The religious life of a new Jew sometimes swings like a pendulum. We spend the first few months–and as I now know, years–finding our Jewish comfort zone. Over the past three years, I’ve explored laying tefillin, wearing tzitzit, davenning three times a day, adopting brachot before eating and drinking, making challah every Friday, and attending services every Shabbat. And of course, there’s that full-time yarmulke.
Judaism is a living tradition that we experience in different ways throughout our lives. Some of these practices continue in my life and are very dear to me. Others happen less often or not at all, anymore. My experience is not much different from that of other converts I know. Up to now, though, I found it interesting that some newish Jews-by-choice spend a lot of time trying to find a synagogue. I always assumed you’d just stick around awhile at the shul where you first joined the Jewish people.
Except lately I’ve found myself refusing to leave my Friday roast chicken behind to attend services.
I could say that my synagogue doesn’t speak to me anymore. That I’m often the youngest person in the sanctuary, out of only a handful of people there at all. That younger potential members frequently come and go and my shul thinks it’s their fault for leaving instead of ours for not offering anything better than a tired 1950s program of activities when we offer any activities at all.
That my rabbi doesn’t get me, doesn’t connect well with other congregants, doesn’t allow room for parts of the liturgy that fall outside their comfort zone, and is paid too much for a shul of our challenged finances. That members don’t seem interested in connecting in real life beyond the synagogue walls.
That more than anything, the shul feels like it’s a b’nai mitzvah factory, and pays way more attention to the needs of families who disappear the moment the reception ends instead of to the needs of regular worshipers who often feel left out. That everyone says they want change but no one ever really supports it happening.

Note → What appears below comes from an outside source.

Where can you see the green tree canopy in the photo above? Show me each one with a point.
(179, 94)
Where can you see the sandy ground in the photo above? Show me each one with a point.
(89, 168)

Or I could tell you, instead, that the above is actually a summary of the regular complaints I’ve read from fellow Jews about their own synagogues over the past three years. (Actually, I did complain about all those b’nai mitzvah.) Ecclesiastes really nailed it about there being nothing new under the sun. Absolutely some of the above does apply to my shul and does drag me down about it, but that’s pretty much the Jewish baseline when it comes to synagogue affiliation.
Still, after an almost unbroken record of attendance at Friday night worship services (and often Saturday morning services, too), for the past few months Ryan and I, both, have found ourselves exploring lots of Friday nights at home. I’ve long played Ina Garten to Ryan’s Jeffrey, laying down homemade spreads of roast chicken, vegetables, rice, and challah every erev Shabbat. But lately, we’ve been discovering the joy of watching our candles burn all the way down after dinner instead of hurrying to services.
We’ve also thought about shul shopping to widen our Friday night comfort zone. We probably won’t always live down the block from our current synagogue (especially if we move to Los Angeles), and there’s a wonderful diversity of liberal synagogues within convenient reach of us in Chicago, both Reform and Conservative. But for now we’re kind of content with singing our way into the Sabbath on our own and checking in with our shul from time to time.
If I had to zero in on the essence of what’s going on, I’d say I think we’re looking for something more compelling on Friday night than the same old same old. It’s a common theme for young-adult Jews, but I think it applies to converts of any age. We love experiencing the life in our tradition, but our synagogues sometimes feel like they’re pickled in amber.
I used to complain about Jews who bailed on institutional Judaism and synagogue life. But at a certain point you come to the conclusion that your life and your Jewish journey are what’s important. That’s not to say that Peoplehood and community aren’t important. But you can and should honor and experience them in a multitude of places, anyway.
I’m not stressing about it, though. I find that the most surprising part of all.
So for now, I’m content checking in down the block from time to time to see if I feel compelled to come back. I’m content with my Abraham Joshua Heschel-style, domestic candles-and-conversation Shabbatot. And I’m curious to continue exploring.
This Chabad blog post suggests Jews always have excuses for why they don’t go to synagogue, but never have excuses for why they do attend services. The idea is that a Jew wants to be a Jew–we don’t need excuses to be actively Jewish. I agree with that last part in the way that it’s hard to explain to non-Jews, with the Jets theme playing in my head, “When you’re a Jew, you’re a Jew all the way, from your first cigarette, to your last dyin’ day…”
But I’m not sure I agree anymore with the idea that Jews need excuses for not attending synagogue. Not when, after three years at the same shul, I’m still trying to figure out why I should keep going. That’s a universal drama, of course. I know many people who have gone through similar wrestling matches with their relationships with their churches and Christian congregations. I know my experience is nothing out of the ordinary.
I just always thought I was too old to be a post-denominational Jew. Who knew?